Coogan's book is unapologetically dismissive. The ancient Yahweh is a "bloodthirsty" God with an "inferiority complex." He acknowledges that the Jewish and Christian Scriptures contain major themes of inclusion and universality, but he never considers these at any length (58-59). To take just one example, when God chose Abraham to form one, particular nation, his election of Israel did not mean his exclusion of Gentiles. In fact, quite the opposite. God said that he would bless not only Abraham's progeny, but "all peoples on earth" (Genesis 12:3, 22:18). When God repeated his covenant with Isaac, he reiterated his intentions for all the world: "in you, Isaac, all nations on earth will be blessed." (Genesis 26:5). And when Isaac's son Jacob used a rock for a pillow and dreamed a dream at Bethel, God repeated verbatim: "In you, Jacob, all peoples on earth will be blessed." (28:14). Coogan reminded me of the saying that when all you have is a hammer, every problem is a nail.

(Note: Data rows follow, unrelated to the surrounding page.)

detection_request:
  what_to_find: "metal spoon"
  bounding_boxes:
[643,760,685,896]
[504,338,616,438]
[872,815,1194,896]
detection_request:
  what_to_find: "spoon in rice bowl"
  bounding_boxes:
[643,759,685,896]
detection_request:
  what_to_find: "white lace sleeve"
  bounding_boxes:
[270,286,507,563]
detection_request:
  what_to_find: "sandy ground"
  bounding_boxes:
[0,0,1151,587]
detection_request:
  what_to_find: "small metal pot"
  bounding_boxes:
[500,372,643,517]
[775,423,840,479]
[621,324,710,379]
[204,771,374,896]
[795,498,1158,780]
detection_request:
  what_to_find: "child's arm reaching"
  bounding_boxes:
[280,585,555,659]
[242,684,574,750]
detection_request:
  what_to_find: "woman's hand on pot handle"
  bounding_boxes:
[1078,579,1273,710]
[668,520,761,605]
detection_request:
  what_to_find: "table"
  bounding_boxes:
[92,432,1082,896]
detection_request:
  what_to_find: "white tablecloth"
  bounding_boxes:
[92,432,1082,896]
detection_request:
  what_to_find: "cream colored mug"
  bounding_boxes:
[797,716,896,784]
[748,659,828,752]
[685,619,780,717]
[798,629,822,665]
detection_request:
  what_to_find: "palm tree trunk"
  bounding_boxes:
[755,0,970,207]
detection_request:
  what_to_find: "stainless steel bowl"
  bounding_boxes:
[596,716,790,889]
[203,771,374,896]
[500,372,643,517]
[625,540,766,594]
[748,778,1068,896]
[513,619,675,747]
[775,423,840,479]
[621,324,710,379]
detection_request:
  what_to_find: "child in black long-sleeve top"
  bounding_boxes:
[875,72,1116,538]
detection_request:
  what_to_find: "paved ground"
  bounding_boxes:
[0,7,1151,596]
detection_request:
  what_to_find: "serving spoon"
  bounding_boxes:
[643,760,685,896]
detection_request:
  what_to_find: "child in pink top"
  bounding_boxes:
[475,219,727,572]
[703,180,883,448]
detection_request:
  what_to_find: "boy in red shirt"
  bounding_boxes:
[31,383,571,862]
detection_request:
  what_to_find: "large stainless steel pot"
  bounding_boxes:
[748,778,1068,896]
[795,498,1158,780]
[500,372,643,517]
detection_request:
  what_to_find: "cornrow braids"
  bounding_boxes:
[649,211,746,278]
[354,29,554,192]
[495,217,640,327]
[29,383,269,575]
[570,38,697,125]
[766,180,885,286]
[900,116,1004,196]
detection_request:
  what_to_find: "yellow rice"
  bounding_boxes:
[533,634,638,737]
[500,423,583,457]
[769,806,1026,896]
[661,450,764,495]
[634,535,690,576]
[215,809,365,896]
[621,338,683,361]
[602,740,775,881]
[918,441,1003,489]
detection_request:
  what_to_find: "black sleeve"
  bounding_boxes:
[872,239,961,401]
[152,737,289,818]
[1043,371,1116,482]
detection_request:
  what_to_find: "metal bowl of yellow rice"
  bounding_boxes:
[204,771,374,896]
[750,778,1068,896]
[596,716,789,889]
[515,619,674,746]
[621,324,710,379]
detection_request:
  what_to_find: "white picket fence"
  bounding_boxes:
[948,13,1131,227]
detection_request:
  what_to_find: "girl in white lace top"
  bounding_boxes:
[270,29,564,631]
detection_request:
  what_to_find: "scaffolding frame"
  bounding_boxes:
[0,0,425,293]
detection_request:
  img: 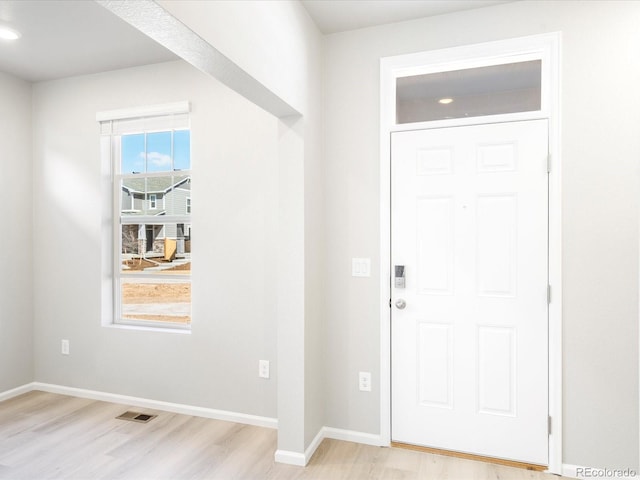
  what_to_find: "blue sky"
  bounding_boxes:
[121,130,191,174]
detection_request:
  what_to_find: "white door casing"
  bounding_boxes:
[391,120,549,465]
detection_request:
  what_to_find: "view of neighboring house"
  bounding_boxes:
[121,175,191,256]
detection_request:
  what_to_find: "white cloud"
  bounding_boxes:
[140,152,171,170]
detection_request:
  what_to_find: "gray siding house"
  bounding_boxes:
[120,175,191,256]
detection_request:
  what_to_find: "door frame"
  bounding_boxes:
[379,32,562,474]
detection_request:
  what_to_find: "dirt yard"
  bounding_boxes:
[122,283,191,304]
[122,258,191,272]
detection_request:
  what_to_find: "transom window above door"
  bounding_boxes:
[396,60,542,124]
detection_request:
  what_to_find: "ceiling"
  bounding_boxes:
[301,0,515,34]
[0,0,177,82]
[0,0,506,82]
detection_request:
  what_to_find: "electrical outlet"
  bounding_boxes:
[358,372,371,392]
[258,360,269,378]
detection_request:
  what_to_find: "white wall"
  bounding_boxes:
[33,62,278,417]
[325,1,640,469]
[0,73,33,392]
[158,0,325,453]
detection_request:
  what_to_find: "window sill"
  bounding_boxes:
[103,323,191,335]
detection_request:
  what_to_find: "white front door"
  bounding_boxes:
[391,120,548,465]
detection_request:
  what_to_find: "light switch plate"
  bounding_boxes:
[351,258,371,277]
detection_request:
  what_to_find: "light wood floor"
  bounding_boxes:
[0,392,558,480]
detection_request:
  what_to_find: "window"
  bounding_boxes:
[396,60,542,124]
[102,104,192,329]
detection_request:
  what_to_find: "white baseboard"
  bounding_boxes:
[275,427,382,467]
[323,427,389,447]
[31,382,278,428]
[0,383,34,402]
[562,463,640,480]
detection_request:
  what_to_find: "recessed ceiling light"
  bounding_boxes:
[0,25,21,40]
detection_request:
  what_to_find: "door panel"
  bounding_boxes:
[391,120,548,465]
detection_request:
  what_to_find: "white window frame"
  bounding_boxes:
[96,102,193,333]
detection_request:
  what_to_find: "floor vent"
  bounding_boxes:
[116,412,157,423]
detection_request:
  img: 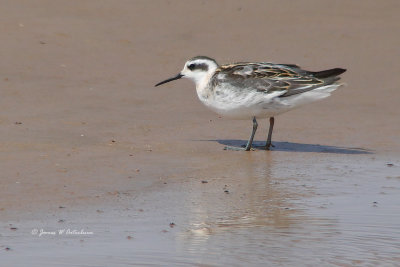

In his introductory chapter, Coogan confers upon himself the mantle of scholarly objectivity, denies it to others, and admits that he has a polemical purpose. He explains that the post-Enlightenment historical critical method rightly displaced the Bible from its "privileged" status in favor of a "more objective approach." Further, other scholars "have not set aside their presuppositions." They let their faith taint their scholarship, and so they attain only "professed objectivity," even though he admits that it's "a debatable notion that one can be objective," and that "complete objectivity is impossible." But this is precisely what he claims for his own work: "I am fairly confident that I have brushed away the cobwebs of dogmatism and set aside my own presuppositions" (8). Finally, he says that he attained such scholarly objectivity when he shed his Catholic faith and "stopped believing in the biblical god, or in any god. I left my swaddling clothes behind."  

For more on this important subject I commend the works by Frank Anthony Spina, The Faith of the Outsider; Exclusion and Inclusion in the Biblical Story (2005); Miroslav Volf, Exclusion and Embrace: A Theological Exploration of Identity, Otherness, and Reconciliation (1996); Amartya Sen, Identity and Violence; The Illusion of Destiny (2006); and The Conquest of America: The Question of the Other (1982) by Tzvetan Todorov.